Les yeux d'Alexandre se sont à nouveau écarquillés, remplis d'une nouvelle vague de terreur. « Non ! Chloé, non, tu ne peux pas ! » Il s'est relevé en se précipitant, se jetant sur un coupe-papier décoratif posé sur son bureau. Avant que je puisse réagir, il a enfoncé la lame fine et ouvragée dans son avant-bras, me faisant haleter alors que le sang a immédiatement taché sa chemise blanche impeccable. « Regarde ! Regarde ce que tu me fais faire, Chloé ! Je ne peux pas vivre sans toi ! Je mourrai si tu pars ! »

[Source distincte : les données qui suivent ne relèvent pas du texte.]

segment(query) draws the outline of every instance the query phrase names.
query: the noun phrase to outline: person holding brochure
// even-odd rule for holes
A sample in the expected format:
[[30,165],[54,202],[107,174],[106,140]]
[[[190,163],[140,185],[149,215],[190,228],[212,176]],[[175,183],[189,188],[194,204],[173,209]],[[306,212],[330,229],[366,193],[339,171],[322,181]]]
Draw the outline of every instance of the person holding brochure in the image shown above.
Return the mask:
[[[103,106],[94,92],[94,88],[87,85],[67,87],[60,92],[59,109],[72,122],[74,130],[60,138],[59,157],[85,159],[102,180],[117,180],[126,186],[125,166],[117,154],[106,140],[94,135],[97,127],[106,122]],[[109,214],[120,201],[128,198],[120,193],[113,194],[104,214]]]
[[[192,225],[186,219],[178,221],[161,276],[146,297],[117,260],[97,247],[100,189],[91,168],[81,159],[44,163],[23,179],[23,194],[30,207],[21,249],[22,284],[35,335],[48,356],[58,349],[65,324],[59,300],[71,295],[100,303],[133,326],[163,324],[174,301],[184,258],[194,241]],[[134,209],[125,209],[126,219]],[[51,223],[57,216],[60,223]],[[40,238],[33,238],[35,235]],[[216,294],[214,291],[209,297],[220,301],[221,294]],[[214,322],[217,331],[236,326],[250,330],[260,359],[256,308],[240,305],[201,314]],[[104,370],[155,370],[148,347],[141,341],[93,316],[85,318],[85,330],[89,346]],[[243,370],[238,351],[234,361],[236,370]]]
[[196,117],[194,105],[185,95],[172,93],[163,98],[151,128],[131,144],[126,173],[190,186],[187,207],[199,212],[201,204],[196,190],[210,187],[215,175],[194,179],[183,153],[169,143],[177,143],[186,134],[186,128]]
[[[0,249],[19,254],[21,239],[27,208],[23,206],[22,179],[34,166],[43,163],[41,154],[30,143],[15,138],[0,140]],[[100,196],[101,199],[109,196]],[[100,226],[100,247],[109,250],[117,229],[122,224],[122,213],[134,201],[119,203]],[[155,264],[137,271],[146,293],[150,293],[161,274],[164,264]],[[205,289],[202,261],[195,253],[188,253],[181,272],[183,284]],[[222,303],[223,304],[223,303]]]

Un cri strident a percé l'air. « Alexandre ! Qu'est-ce que tu fais ?! »
Camille.
Elle a fait irruption dans la pièce, le visage pâle, la main devant la bouche. Ses yeux, écarquillés d'horreur, ont balayé le bras ensanglanté d'Alexandre puis mon visage stupéfait. « Toi ! Espèce de monstre ! Qu'est-ce que tu lui as fait ?! » a-t-elle hurlé, sa voix étonnamment forte malgré sa détresse apparente.
Avant même que je puisse comprendre ses mots, elle était sur moi. Ses mains, d'une force surprenante, m'ont violemment poussée à la poitrine. J'ai trébuché en arrière, ma tête heurtant l'angle saillant d'une lourde console ancienne. Une douleur fulgurante a explosé derrière mes yeux, et j'ai senti un liquide chaud et collant couler le long de mon cou. Mes jambes ont flanché, et je me suis effondrée sur le sol, vaguement consciente du cliquetis du coupe-papier tombant de la main d'Alexandre.
Ma vision s'est brouillée, la pièce tournoyait. J'entendais la voix frénétique d'Alexandre, mais elle ne s'adressait pas à moi. « Camille ! Tu vas bien ? Tu n'as rien ? » Le sol était froid sous moi, et le monde a commencé à s'estomper.